In March of this year District Attorney Betsy Scheibel shocked the world as she charged six teenagers for relentless bullying which led to the suicide of Irish South Hadley student, Phoebe Prince. As Scheibel prepares to step down many in Western Massachusetts wonder if their cases will ever make it to trial.
It was originally thought that one of her assistants who was involved in the six South Hadley student’s prosecutions would step into her position. However they lost the Democratic primary last month.
Hampshire Register of Probate,David Sullivan, who won the primary, is now the DA in waiting. Sullivan told Boston Globe columnist Kevin Cullen “I’ll take a look at this case, and I’m going to do justice.”
The law enforcement officials who worked on the Phoebe Prince case feel that because Sullivan has so much experience as a defense attorney, and not as a prosecutor, that the defense side will have a more powerful influence over him during the Phoebe Prince case.

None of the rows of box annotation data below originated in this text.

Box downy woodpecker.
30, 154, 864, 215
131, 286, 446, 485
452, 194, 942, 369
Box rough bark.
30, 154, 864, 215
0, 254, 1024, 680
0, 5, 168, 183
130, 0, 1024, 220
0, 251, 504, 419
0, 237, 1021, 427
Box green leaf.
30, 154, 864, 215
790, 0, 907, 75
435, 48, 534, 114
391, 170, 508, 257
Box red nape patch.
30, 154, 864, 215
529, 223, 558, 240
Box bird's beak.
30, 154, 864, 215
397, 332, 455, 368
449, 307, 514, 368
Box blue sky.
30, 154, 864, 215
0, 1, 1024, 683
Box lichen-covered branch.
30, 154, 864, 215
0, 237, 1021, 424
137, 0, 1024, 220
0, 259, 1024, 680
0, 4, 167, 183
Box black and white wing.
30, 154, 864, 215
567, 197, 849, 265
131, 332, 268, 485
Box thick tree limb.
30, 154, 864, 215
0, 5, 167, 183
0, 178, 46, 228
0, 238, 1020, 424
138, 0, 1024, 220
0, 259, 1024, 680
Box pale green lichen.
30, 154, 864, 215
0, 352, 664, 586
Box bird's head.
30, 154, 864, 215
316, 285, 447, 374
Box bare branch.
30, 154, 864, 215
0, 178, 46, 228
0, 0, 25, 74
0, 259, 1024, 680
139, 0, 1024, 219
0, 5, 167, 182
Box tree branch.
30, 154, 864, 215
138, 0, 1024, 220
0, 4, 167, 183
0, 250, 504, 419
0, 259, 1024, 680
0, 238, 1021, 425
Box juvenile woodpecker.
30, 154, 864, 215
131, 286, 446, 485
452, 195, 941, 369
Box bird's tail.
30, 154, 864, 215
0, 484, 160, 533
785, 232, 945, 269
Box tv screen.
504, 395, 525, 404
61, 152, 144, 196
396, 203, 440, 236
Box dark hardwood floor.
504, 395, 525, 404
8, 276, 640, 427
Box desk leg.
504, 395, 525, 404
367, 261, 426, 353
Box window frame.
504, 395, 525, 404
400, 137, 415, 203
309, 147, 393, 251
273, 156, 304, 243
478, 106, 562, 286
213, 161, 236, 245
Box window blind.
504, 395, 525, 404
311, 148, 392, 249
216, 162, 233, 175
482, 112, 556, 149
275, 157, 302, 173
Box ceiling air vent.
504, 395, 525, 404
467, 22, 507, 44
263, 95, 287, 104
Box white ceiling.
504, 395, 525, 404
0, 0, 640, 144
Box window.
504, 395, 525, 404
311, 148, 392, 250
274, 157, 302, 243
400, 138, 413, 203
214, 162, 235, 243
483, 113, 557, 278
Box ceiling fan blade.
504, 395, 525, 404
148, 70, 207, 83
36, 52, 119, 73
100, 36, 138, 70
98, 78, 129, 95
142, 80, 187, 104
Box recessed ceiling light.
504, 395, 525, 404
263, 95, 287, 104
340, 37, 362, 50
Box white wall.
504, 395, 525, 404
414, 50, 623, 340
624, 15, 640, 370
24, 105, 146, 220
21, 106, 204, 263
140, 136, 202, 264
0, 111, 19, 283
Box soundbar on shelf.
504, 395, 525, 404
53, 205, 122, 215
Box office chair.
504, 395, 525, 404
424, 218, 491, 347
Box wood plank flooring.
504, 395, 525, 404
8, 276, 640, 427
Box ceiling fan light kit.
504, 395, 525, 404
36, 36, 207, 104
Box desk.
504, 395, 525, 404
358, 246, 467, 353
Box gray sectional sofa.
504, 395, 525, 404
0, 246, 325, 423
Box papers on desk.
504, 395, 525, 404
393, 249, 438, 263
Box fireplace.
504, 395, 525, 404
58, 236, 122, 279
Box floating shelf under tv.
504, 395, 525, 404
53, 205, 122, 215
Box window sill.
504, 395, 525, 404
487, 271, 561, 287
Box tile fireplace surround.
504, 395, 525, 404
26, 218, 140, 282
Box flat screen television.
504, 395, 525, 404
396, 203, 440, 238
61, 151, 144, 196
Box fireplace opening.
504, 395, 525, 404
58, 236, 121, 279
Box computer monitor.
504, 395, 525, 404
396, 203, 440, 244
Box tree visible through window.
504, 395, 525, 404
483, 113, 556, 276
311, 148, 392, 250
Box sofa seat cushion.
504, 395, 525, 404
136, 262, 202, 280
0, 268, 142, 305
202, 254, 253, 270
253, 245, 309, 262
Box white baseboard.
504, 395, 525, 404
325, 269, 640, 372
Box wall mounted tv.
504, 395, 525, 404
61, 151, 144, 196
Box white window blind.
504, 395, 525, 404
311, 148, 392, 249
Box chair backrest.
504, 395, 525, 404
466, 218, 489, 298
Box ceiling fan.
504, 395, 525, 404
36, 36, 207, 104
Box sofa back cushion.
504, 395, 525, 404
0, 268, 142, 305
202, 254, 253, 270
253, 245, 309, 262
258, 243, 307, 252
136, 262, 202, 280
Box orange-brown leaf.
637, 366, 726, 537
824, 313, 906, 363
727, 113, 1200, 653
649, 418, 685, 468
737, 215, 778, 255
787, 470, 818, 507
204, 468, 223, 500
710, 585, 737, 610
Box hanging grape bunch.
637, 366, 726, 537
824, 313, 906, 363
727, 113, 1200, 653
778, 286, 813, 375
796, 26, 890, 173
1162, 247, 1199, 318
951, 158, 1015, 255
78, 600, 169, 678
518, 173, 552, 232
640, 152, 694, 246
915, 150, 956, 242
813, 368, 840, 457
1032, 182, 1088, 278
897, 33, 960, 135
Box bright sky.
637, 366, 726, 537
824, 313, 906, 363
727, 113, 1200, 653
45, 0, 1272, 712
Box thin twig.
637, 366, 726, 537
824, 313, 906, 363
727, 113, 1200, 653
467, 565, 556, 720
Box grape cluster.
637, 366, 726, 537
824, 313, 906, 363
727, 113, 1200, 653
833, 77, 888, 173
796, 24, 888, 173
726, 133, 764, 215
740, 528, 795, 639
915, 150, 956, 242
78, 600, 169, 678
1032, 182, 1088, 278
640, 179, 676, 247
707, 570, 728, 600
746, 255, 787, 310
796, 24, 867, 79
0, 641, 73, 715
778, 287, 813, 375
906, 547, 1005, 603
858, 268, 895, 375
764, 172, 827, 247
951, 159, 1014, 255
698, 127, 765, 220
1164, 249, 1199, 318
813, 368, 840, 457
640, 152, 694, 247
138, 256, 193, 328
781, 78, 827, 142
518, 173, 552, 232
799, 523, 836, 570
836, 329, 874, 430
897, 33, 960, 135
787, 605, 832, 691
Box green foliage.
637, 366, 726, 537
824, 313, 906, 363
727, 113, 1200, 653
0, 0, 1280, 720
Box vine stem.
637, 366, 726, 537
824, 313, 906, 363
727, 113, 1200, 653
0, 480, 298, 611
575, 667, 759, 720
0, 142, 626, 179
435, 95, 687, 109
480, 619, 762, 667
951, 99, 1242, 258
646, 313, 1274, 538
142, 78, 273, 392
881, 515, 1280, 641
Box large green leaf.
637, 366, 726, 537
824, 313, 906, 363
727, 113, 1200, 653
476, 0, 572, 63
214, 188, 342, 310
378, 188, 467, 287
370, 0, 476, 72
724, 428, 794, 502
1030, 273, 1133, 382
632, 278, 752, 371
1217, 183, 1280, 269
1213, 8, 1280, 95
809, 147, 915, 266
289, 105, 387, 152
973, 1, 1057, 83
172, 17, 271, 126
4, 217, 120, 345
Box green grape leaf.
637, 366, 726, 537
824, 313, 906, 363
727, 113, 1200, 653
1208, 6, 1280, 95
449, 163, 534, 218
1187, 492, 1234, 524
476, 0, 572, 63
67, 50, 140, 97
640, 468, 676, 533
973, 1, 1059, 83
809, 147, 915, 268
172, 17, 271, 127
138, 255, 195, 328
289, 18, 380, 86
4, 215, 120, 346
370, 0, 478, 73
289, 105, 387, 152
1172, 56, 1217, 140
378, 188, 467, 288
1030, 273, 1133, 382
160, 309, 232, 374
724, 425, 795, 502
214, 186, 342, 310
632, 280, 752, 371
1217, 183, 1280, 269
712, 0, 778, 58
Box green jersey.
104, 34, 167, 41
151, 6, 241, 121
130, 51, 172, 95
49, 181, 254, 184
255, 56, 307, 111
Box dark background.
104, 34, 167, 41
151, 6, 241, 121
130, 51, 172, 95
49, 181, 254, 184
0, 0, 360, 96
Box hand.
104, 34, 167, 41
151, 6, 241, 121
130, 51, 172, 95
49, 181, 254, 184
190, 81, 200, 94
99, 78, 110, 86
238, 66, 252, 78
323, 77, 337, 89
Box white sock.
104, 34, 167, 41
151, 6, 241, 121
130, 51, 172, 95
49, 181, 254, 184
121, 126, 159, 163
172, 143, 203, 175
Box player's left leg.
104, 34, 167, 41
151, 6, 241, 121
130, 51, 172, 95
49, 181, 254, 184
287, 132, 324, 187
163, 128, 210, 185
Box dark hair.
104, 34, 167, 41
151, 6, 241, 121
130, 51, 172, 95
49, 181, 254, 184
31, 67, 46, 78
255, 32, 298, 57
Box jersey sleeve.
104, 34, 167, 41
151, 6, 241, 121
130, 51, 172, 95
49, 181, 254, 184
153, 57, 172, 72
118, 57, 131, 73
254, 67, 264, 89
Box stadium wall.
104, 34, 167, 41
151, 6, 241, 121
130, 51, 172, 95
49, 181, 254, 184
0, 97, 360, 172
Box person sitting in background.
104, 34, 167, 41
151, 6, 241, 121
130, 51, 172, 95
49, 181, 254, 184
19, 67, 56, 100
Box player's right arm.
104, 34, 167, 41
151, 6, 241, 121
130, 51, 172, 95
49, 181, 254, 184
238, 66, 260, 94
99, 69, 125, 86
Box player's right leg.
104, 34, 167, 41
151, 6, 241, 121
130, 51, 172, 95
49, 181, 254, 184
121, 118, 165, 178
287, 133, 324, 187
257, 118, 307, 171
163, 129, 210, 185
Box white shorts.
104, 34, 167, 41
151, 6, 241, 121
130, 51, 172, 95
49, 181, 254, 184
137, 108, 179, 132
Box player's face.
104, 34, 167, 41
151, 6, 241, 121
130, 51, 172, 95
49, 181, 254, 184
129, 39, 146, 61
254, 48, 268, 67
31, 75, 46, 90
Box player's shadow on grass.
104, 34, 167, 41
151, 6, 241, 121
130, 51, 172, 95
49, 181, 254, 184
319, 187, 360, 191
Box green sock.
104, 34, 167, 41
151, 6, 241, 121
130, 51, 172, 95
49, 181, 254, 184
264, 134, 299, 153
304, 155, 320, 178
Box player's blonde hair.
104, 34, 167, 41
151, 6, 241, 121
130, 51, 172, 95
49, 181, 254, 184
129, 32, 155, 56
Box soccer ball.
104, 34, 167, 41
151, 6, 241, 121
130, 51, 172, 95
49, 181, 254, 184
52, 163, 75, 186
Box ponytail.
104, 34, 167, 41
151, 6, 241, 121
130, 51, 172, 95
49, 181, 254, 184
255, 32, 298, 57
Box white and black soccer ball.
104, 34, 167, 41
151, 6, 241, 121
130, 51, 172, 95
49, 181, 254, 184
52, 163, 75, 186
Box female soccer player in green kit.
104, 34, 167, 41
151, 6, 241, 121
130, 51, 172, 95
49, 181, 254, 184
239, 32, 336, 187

During the pre-trial hearings last month, following Sullivan’s success in the primary, prosecutors were pushing for the trial to take place in December while the defense lawyers were looking for a delay hoping for Sullivan to take over.
It now seems that the trial will not take place until after the New Year but Dave Sullivan insists that the speculation surrounding his possible performance or involvement in the case is just that, speculation.
Speaking to the Boston Globe he said “I haven’t even been elected yet. I don’t take over until January. And I don’t know who will stay or go in the office. People are jumping to conclusions.’’ He said that first order of business when he enters office will be staffing and all of Scheibel’s staff will be invited to reapply.
He continued “Defense counsel, of course they supported me...I was a defense attorney for 16 years. I was president of the [Hampshire County] bar association. But I’m not going to take a dive on any case, for anybody.’’
He admitted that he has not even begun to review the cases which he might inherit in January but he also understands why there is so much speculation over Phoebe Prince’s case.
“That case is high profile...We’ll put a good prosecutor on it,” said Sullivan.
It is expected that the trial will take place in the beginning of 2011, a year after the 15-year-old, Phoebe Prince was driven to suicide.
The six teens, two boys and four girls, aged between 16 and 18, face a different mix of felony charges that include statutory rape, violation of civil rights with bodily injury, harassment, stalking and disturbing a school assembly.